Leaning on our interpretation of odds ratios, we can interpret these in a similar fashion. For example, for every one-unit increase in PC1 (and this is a big increase!), we estimate the odds of a participant choosing answer 6 as opposed to answer 7 increase by a factor of about 6.475. Stated another way, the more value the participant believes the FARM program has, the higher the probability he/she will feel the FARM program unifies the dairy industry on animal welfare as opposed to feeling the program is not important. The other results are interpreted analagously (note all the OR estimates are positive).
We can plot predicted probabilities \(\widehat{\pi}_i\) against PC1 with 95% confidence limits for different levels of Q22. I think this plot is informative. For example, examine the line corresponding to answer 7. For PC1 around -1 or less (“low value”), the probability a participant would select this answer is quite high (0.70 or higher). By the time we get to absolute Neutrality (PC1 = 0.4158), the probability of select answer 7 has dropped all the way down to around 0.10.
library(nnet)
mod.full <- multinom(Q22 ~ PC1, data = new.data)
## # weights: 21 (12 variable)
## initial value 836.741364
## iter 10 value 484.096119
## iter 20 value 475.427025
## final value 475.426525
## converged
library(effects)
## Loading required package: carData
## lattice theme set by effectsTheme()
## See ?effectsTheme for details.
fit.eff <- Effect("PC1", mod.full, xlevels = list(PC1 = seq(min(new.data$PC1), max(new.data$PC1), length = 100)))
# data.frame(fit.eff$prob, fit.eff$lower.prob, fit.eff$upper.prob)

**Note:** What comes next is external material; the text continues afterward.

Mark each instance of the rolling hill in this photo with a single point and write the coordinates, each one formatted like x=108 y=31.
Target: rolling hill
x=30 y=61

plot(fit.eff, multiline = TRUE)
As was the case in Part One, we should exhasutively look at the remaining 15 pairings to get as much information out of these data as possible. By repeatedly fitting the multinomial regression model and toggling the answer used as the reference category (R code and output not shown), we generate the following table of additional significant results looking at the effect of PC1 for other submodels:
| Submodel | \(P\)-value | OR | 95% CI |
|---|---|---|---|
| 6 (ref) vs. 1 | 0.0020 | 4.558 | (1.728, 12.332) |
| 5 (ref) vs. 1 | < 0.0001 | 7.003 | (3.702, 14.063) |
| 5 (ref) vs. 2 | 0.0020 | 1.742 | (1.224, 2.506) |
| 4 (ref) vs. 1 | 0.0151 | 3.326 | (1.258, 9.029) |
| 2 (ref) vs. 1 | < 0.0001 | 4.021 | (2.291, 7.499) |
To me, the main story from this table (which ties into the previous plot) is answer 1. It seems the more value participants place on the FARM program, the more likely they are to select answer 1 (“Improves animal health and wellbeing”) relative to every other answer except 3.